However, the bailout plan appears to miss the mark by focussing on stopping gaps rather than solving problems. While it is admitted that a frozen credit market will have severe real-world implications, the merits of the use of $700bn of taxpayer money is questionable. The market response post the 'yes' vote is telling: the only increase in liquidity is in government bonds (a combination of being a safe haven and the issuance of new securities to fund the plan); the sharemarket is clearly telling us it isn't convinced; and moreover, the VIX (volatility index) is hitting unknown highs, meaning that the financial system is perceived as riskier and shakier than ever.
Where the plan has gone wrong
1. Inflation causing 'real' decrease in wealth above and beyond the nominal impact
The bailout will dilute the value of the USD, because the Fed doesn't have the reserves itself to carry out the proposed bailout. Printing money - or creating new treasuries - increases the nominal value of the USD in order to 'inflate away' debts, but will cause high systemic inflation. Of course, in the current environment, wages will not rise to keep up with inflation, while the economy is in recession, meaning Americans real wealth will decrease significantly. America has been one of the world's hungriest consumers post WWII and we are witnessing the break in this chain - one of the major reasons for angst and volatility) in sharemarkets across the world.
2. Distortion to the credit markets
One of the key goals of the bailout package was to kick-start the operation of the credit markets - to provide liquidity in the quasi-dry commercial paper market. However, just as electricity passes along the path of least resistance, so too do funds injected into a broken system. The issuance of treasury paper - seen as much lower risk than corporate bonds (look at the crisis in confidence at GE for instance) - has just meant that available funds have been invested in treasuries. Instead of a kick-start to all credit markets, activity in commercial debt has continued to fall, as money shifts to treasuries.
3. Government Spending Wasted
A Demand-side approach to recesssion/growth management suggests that government spending (the 'G' in the Aggregate Demand formula) can be used to help stimulate the economy. The theory is that government spending will be multiplied - infrastructure projects, for example, will employ workers, who will go on to spend the money in other areas of the economy. Alternatively, tax cuts or well-directed welfare grants can give consumer spending a boost, also with the associated multiplier effect benefit. The bailout plan, on the contrary, utilises government funds (ie taxpayer money) to fill what is essentially a black hole.
There are two issues here. Firstly, to boost aggregate demand, we would need to accept that the benefits of the bailout would 'trickle-down' to the consumer level. Unfortunately, the money is essentially being used to shore up money in financial institutions which have found themselves in a situation of infufficient capital backing. The money, then, reaches financial institutions and stops there. There will be no effect on demand, and certainly no multiplier effect. The government loses its chance at fiscal stimulus.
The second issue is that the structure of the rescue package would actually serve to prolong the downturn. $700bn divided across every US taxpayer is aroudn $2000 per head.
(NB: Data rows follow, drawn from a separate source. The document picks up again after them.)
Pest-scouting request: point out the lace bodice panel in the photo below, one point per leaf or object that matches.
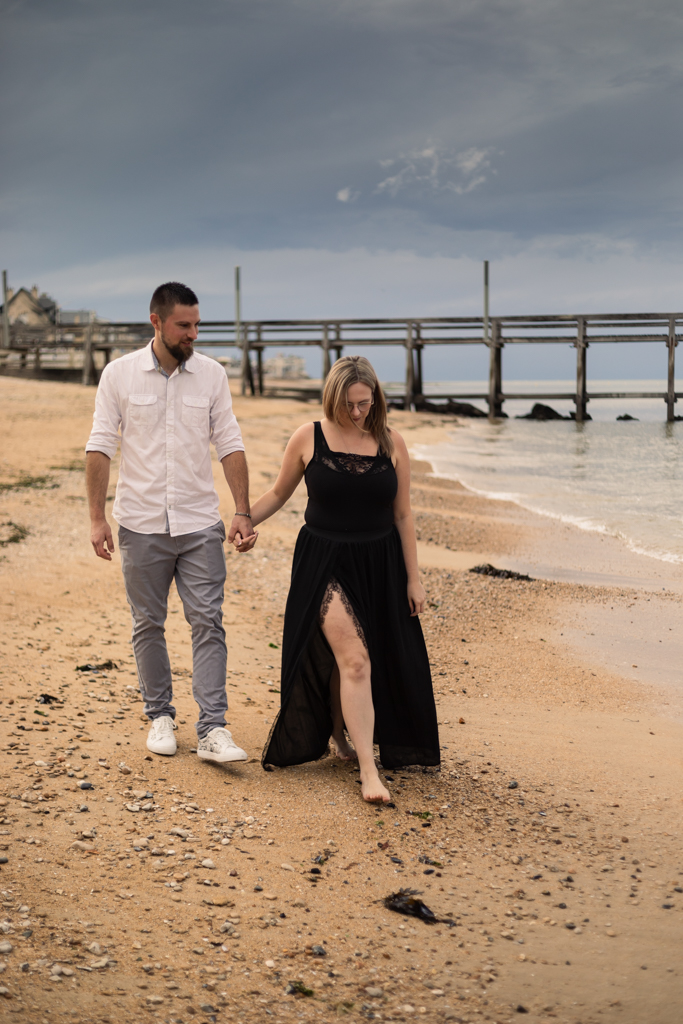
(349, 494)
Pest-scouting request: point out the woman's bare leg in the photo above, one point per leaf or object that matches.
(355, 694)
(344, 750)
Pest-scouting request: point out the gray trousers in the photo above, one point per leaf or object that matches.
(197, 562)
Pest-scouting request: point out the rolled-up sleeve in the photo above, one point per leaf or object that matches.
(107, 418)
(225, 433)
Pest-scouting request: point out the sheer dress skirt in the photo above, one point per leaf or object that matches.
(369, 571)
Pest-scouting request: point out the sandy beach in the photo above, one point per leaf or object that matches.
(549, 844)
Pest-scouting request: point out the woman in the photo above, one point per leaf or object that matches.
(353, 653)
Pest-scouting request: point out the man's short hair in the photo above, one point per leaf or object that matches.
(170, 295)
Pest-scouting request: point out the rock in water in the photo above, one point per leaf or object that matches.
(541, 412)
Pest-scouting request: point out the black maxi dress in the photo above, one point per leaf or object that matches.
(350, 545)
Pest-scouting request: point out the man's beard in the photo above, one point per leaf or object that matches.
(177, 351)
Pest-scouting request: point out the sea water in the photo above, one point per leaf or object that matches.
(622, 478)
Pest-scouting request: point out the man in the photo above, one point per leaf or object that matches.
(169, 402)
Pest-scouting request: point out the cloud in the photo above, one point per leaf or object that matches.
(430, 170)
(460, 130)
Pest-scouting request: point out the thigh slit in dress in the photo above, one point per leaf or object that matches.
(349, 545)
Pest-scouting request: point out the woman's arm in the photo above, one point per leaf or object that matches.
(291, 471)
(402, 517)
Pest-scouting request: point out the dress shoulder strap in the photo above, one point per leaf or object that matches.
(319, 443)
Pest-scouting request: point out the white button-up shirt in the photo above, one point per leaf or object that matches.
(166, 423)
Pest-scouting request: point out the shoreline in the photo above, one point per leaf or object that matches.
(537, 876)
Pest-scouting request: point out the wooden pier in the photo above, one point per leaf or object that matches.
(80, 351)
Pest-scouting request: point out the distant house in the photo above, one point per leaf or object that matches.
(31, 307)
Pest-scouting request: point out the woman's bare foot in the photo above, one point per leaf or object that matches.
(373, 791)
(343, 749)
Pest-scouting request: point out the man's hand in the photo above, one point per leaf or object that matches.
(245, 544)
(242, 534)
(101, 539)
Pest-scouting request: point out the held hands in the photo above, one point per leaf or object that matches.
(417, 596)
(242, 534)
(101, 539)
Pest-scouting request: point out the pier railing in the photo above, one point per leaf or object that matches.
(32, 350)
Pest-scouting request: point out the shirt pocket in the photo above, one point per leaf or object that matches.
(195, 412)
(142, 410)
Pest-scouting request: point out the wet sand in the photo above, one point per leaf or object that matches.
(190, 892)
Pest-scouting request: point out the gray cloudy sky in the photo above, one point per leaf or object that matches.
(355, 158)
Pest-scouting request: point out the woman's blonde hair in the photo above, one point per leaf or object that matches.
(357, 370)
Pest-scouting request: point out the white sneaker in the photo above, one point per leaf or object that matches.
(160, 737)
(219, 745)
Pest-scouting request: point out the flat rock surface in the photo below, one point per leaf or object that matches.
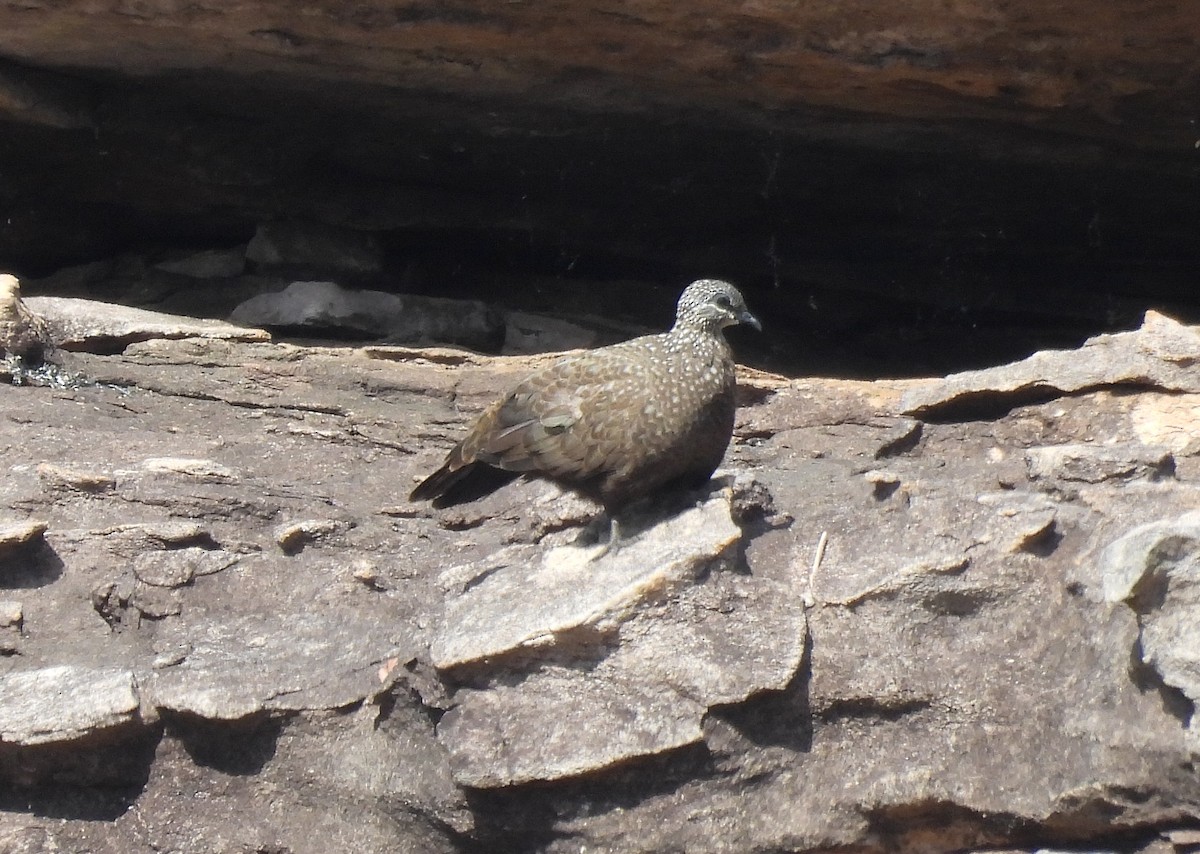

Even if the presidential candidates are promising further tax cuts now, this will prove impossible by the time whoever wins takes the reins of the economy. The fact is, there is now an 'extra' $2000 which each taxpayer would have to pay in order to cover government spending as it was tracking pre-crisis.
4. Where to from here
The underlying fault with the US Government's chosen course of intervention is that it failed to recognise a) that the current problems stemmed from a prolonged period of cheap credit, which served to inflate the asset prices that were later used as underlying security for further debt (a virtuous-cum-vicious cycle); and b) that without addressing the cause of the problems, we will not see a return of confidence to the market. Contrary to Bush's claim that without the 'bailout', a failure of the banking system would cause a 1930's style depression, it is in fact a failure to arrest the spiralling real wealth of the American consumer (lack of economic stimulus, asset deflation, consumer price inflation), relative to their debt levels, which would send us there. That is not to say a decrease in real wealth is avoidable: it will absolutely be necessary for the American economy to feel significant pain in order to re-adjust for past excesses.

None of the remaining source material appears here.